Maknanya: Ini bersifat netral bagi ARB karena memperkuat integritas tata kelola tanpa dampak ekonomi. Hal ini menunjukkan kemampuan DAO melakukan pemeliharaan teknis rutin, yang dapat meningkatkan kepercayaan pemegang token jangka panjang terhadap pengawasan sistem.
(Bitcoinist)
2. Perusahaan Pembayaran Triple-A Mengalami Peretasan $9,7 Juta (25 Juli 2026)
Gambaran: Penyedia pembayaran kripto Triple-A mengalami pelanggaran keamanan di mana peretas menguras lebih dari $9,7 juta dari dompet panas mereka di beberapa blockchain, termasuk Arbitrum. Dana yang dicuri kemudian dikonsolidasikan ke Ethereum. Hingga laporan ini dibuat, perusahaan belum memberikan komentar resmi atau menonaktifkan fitur deposit, sehingga dana masih berpotensi rentan.
Maknanya: Ini berdampak negatif pada sentimen ekosistem karena menunjukkan risiko bergantung pada infrastruktur pembayaran pihak ketiga yang dibangun di atas Arbitrum.
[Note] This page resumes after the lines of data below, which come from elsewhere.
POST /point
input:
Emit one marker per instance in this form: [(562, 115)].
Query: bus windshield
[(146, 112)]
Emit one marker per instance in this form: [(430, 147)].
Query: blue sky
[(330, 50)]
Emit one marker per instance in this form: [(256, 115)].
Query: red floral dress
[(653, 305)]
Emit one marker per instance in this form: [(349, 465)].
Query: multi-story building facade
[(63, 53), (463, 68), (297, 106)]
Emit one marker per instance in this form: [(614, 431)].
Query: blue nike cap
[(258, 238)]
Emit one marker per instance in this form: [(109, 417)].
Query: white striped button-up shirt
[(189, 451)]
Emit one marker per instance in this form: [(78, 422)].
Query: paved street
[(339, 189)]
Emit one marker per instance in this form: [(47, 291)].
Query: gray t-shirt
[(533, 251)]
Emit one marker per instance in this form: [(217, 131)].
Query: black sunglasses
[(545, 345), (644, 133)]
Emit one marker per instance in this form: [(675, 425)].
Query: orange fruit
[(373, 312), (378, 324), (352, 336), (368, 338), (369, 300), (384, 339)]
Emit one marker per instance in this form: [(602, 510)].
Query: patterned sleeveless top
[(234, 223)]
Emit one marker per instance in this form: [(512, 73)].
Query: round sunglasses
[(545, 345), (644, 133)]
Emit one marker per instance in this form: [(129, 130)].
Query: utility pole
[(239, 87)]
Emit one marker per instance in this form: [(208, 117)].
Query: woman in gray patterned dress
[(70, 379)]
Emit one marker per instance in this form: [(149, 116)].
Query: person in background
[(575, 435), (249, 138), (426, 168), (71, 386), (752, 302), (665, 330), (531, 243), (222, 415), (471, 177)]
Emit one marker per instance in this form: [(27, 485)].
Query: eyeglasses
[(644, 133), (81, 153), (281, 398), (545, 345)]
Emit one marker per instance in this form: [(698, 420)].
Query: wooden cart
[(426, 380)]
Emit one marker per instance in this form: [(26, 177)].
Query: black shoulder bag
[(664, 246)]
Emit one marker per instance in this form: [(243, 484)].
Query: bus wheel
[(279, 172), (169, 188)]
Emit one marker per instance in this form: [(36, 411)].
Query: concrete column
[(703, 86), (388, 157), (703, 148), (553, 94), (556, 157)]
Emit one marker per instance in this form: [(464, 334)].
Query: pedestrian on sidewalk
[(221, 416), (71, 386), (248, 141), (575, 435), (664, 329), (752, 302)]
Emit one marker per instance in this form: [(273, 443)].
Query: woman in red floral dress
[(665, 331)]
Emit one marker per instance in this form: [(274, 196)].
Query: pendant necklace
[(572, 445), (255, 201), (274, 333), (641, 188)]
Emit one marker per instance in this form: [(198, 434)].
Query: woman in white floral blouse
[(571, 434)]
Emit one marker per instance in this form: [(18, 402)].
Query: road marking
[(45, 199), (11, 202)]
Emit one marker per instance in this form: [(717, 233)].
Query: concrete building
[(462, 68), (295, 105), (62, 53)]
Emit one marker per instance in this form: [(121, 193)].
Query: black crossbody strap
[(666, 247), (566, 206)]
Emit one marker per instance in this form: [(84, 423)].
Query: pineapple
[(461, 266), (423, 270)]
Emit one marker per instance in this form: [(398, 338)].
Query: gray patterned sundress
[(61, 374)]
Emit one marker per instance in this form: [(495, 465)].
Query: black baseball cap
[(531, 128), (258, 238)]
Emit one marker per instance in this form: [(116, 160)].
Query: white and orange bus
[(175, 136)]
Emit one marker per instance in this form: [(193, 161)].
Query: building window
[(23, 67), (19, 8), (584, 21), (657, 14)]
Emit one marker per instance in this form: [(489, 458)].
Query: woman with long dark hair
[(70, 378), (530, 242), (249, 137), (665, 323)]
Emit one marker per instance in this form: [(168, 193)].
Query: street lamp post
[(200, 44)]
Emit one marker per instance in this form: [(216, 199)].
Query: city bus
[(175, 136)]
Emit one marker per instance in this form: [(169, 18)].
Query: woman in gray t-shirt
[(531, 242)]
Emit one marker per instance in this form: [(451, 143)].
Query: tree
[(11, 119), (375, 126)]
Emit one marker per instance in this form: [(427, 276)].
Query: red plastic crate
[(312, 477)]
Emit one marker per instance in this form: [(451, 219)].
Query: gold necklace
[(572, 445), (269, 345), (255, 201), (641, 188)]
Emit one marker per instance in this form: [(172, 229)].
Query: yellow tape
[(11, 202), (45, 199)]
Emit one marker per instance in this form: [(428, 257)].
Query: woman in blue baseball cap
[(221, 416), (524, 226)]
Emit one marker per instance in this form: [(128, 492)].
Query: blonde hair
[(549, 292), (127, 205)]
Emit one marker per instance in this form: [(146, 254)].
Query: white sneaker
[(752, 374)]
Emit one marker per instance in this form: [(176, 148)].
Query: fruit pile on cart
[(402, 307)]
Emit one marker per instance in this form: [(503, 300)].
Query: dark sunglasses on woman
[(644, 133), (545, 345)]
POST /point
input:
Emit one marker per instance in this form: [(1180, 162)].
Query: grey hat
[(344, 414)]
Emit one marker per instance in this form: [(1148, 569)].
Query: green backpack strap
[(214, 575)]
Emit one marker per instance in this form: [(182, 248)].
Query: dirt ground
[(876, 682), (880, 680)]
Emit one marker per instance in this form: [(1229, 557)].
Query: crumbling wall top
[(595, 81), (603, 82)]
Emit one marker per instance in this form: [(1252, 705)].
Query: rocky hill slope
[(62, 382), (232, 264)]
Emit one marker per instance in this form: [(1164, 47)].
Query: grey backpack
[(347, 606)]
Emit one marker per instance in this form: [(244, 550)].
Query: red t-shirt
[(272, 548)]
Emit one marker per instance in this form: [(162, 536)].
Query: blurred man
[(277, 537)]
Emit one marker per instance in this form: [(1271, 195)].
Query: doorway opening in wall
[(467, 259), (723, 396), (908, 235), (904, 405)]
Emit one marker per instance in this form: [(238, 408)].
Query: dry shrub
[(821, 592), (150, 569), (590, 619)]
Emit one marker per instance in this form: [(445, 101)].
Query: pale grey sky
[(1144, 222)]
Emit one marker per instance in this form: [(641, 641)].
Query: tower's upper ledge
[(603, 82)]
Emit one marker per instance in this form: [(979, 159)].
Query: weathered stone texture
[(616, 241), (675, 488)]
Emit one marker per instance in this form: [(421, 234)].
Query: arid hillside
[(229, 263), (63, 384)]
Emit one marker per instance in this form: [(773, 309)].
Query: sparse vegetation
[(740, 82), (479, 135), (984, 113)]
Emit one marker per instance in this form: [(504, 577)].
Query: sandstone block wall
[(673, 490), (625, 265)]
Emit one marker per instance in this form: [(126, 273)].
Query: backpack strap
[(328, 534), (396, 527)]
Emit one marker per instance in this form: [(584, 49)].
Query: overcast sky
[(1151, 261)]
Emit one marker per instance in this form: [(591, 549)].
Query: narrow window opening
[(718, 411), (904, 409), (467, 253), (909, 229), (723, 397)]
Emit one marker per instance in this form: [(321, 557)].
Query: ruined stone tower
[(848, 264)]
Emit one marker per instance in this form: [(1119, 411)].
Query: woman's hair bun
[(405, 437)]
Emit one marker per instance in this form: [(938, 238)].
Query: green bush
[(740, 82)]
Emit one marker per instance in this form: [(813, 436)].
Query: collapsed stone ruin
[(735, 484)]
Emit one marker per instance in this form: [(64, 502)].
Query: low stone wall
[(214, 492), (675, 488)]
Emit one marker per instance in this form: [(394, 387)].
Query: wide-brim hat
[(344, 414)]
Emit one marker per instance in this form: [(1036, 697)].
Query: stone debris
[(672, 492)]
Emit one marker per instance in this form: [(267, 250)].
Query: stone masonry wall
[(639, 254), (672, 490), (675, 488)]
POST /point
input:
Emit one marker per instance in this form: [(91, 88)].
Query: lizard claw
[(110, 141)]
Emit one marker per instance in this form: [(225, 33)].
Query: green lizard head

Meskipun bukan kesalahan protokol, kejadian ini dapat menurunkan kepercayaan institusi dan pengguna terhadap layanan terkait jaringan untuk sementara waktu.
(CoinMarketCap)
3. Jembatan Ethereum Kehilangan $31,7 Juta karena Eksploitasi (25 Juli 2026)
Gambaran: Dalam beberapa jam pada 22 Juli, dua jembatan Ethereum—AFX (di Arbitrum) dan Verus—dieksploitasi dengan total kerugian sebesar $31,69 juta. Pelanggaran AFX terkait rekayasa sosial yang mengkompromikan komponen pihak ketiga, sementara Verus mengalami kegagalan validasi. Protokol ketiga, B² Network, juga menghentikan staking karena akses tidak sah.
Maknanya: Ini menjadi peringatan bagi seluruh sektor, menyoroti bahwa risiko utama sering kali ada pada infrastruktur jembatan dan kontrak pendukung, bukan pada protokol inti Layer 1 atau Layer 2. Bagi Arbitrum, hal ini menegaskan pentingnya audit keamanan untuk proyek-proyek dalam ekosistemnya.
(CryptoSlate)
Kesimpulan
Berita terbaru Arbitrum menunjukkan jaringan yang semakin matang melalui tata kelola yang transparan, namun masih menghadapi tantangan keamanan yang melekat pada ekosistem yang berkembang pesat. Apakah program audit yang diperkuat dan pengawasan dewan akan cukup untuk memperkokoh batas baru yang terus diperluas?